The AP reports here that the circuit court judge has toured the premises of the rural hunting reserve at the center of a land use dispute in Nelson County.
Laurence Hammack from the Roanoke paper has this report ("Sighting in on the issue in right to hunt trial," 4/23/05), in which he (or some headline writer) notes that "Deciding whether shooting clay targets is hunting will require a judge to make distinctions as fine as No. 12 shot." Mr.

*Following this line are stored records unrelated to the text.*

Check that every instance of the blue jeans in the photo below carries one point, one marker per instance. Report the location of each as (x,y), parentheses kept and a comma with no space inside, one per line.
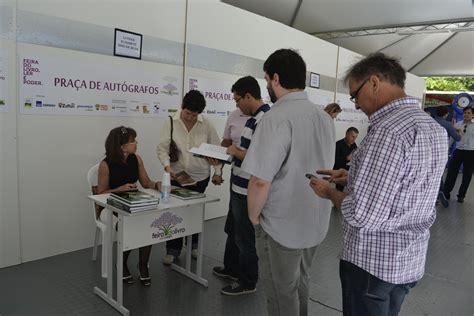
(365,294)
(244,235)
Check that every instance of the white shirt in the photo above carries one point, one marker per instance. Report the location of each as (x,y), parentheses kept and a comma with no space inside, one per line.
(467,137)
(202,132)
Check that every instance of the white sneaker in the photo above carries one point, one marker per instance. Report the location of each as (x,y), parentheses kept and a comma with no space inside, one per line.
(194,253)
(168,259)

Hammack offers this account of Judge Gamble's view of the property: "During the three-hour visit, a caravan of four-wheel-drive vehicles carried the judge and a small army of attorneys and journalists through creeks and across cornfields to tour the estate and witness shooting demonstrations by Barton, an Orion employee."

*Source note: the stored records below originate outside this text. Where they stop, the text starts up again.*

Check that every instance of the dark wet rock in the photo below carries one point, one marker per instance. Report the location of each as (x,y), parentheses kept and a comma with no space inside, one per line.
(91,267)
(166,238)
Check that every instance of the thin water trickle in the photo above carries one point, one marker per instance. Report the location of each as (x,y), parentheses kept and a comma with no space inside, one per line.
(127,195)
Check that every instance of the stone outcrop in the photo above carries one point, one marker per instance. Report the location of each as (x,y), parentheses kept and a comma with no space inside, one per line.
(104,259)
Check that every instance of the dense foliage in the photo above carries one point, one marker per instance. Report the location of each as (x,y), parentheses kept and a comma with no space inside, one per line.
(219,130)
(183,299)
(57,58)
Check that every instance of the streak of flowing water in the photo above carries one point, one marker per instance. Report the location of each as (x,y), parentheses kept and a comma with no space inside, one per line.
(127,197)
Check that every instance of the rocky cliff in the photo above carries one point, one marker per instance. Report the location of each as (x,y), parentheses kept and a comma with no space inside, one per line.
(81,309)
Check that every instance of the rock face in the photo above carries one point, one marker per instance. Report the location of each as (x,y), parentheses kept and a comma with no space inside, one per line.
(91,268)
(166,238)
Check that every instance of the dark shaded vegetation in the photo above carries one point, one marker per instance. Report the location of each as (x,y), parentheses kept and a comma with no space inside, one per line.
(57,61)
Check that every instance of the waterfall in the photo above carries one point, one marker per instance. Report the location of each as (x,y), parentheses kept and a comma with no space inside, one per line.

Carlos Santos from the Richmond paper has this report ("Judge takes to the fields in Nelson case," 4/23/05), which begins with this excellent sentence: "Judge Michael Gamble of Nelson County Circuit Court clambered over hill and dale via four-wheel-drive vehicle yesterday to watch shotgunners plug clay targets and live game birds in a quest to legally define the meaning of hunting."
Braxton Williams for the Charlottesville paper has this report ("Orion case takes to woods," 4/23/05), which begins: "A judge, a handful of lawyers wearing suits and hiking boots and a swarm of news reporters watched Freckles, a shaggy, dirt-caked English setter, as he sniffed through the brush in search of a pheasant."